Nihad Sâmi Banarlı'nın Türkçe'nin mes'elelerine dair, muhtelif gazete ve dergilerde yayınlanan 43 yazısının bir araya getirilmesiyle ortaya çıkan bu eser ilk olarak 1972 senesinde yayınlanmış ve milletimizin gösterdiği büyük teveccüh sâyesinde bugün itibarıyla 58. baskıya ulaşmışdır.
Bendeniz, bu eseri 70'lerin sonunda, henüz bir ortaokul talebesi iken, okumuş ve çok istifâde etmişdim. Eser, Türkçe'ye olan merâkımı ve hayrânlığımı daha da arttırmış, edebiyâtımıza bakışımı da değiştirmişdi. Aradan bunca zaman geçmesine rağmen, dönüp bakdığımda, eserin tâzeliğini hâlâ muhâfaza etdiğini ve yeni nesiller için yol gösterici, ufuk açıcı olduğunu rahatlıkla söyleyebilirim.
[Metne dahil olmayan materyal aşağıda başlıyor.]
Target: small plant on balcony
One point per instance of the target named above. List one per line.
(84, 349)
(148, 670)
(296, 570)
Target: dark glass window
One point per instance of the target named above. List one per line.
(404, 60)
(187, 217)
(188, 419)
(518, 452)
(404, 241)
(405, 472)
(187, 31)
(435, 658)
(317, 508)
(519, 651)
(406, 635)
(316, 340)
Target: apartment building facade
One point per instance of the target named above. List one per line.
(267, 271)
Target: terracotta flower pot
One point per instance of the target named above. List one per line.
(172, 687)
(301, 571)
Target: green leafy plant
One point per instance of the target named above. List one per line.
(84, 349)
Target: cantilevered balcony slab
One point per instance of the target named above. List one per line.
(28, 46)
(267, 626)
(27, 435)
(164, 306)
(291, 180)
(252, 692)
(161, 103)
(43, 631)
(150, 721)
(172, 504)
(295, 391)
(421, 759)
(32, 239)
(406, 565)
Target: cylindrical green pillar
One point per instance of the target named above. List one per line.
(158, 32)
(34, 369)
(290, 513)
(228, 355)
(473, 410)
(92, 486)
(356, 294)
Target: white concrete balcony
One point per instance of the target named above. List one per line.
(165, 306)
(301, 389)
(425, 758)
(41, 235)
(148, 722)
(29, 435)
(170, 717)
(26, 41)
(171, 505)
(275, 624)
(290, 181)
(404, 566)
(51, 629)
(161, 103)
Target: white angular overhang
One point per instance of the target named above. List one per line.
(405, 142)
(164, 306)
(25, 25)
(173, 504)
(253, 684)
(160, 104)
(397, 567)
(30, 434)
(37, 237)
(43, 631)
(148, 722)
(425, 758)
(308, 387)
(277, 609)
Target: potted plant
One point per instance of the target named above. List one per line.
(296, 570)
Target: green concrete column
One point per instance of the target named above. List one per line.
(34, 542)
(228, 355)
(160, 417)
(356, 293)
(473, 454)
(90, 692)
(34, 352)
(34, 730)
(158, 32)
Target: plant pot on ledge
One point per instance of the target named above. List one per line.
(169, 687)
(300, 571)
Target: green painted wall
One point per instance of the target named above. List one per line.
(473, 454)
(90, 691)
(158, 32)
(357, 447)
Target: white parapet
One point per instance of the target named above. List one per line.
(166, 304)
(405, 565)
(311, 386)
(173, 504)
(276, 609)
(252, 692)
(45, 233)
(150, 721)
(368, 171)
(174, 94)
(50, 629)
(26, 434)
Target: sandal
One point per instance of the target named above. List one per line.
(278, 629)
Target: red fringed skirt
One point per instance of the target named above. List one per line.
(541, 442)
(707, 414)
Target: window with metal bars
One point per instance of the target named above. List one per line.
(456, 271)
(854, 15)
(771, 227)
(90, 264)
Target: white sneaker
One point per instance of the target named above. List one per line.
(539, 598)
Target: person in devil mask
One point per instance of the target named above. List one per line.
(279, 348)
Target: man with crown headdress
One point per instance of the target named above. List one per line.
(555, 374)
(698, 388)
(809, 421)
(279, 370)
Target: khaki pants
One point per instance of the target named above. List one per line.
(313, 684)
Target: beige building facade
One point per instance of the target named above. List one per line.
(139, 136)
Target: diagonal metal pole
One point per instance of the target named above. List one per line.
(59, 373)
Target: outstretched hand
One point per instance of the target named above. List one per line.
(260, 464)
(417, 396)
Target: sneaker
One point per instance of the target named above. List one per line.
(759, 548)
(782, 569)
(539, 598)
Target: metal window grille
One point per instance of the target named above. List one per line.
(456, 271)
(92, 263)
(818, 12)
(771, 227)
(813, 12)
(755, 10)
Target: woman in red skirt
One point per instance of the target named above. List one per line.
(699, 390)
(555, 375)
Müellifin en çok üstünde durduğu konular şunlardır :
* Türkçe'nin mûsıkîsi
* Dil devrimi fâciası
* Türkçe'nin zenginliği
* Türkçe'ye yabancı dillerden geçen kelimeleri atmanın yersizliği
* Uyduruk kelimeler
* Telaffuz ve imlâ
Eser, bir bütün olarak, bize dilimize sâhib çıkmamız, onun kıymetini bilmemiz, onu sevip korumamız, hattâ onun lezzetine varmamız gerektiğini söylüyor. Niçin? Çünkü milletleri millet yapan dilleridir. Niçin? Çünkü dil, bazılarının zennetdiği gibi kuru bir iletişim vâsıtası değildir, ondan çok öte şeydir. Dil, bir milletin hâfızasıdır, târihidir, edebiyâtıdır, sanatıdır, inançlarıdır, örf ve âdetleridir. Dilini unutan bunları da unutmuş olur.
Edebiyat tarihçilerimizin de çok takdîrini kazanmış olan bu kıymetli eseri, herkese, özellikle de genç kardeşlerimize harâretle tavsiye ediyorum.
Dilini kaybeden millet herşeyini kaybeder.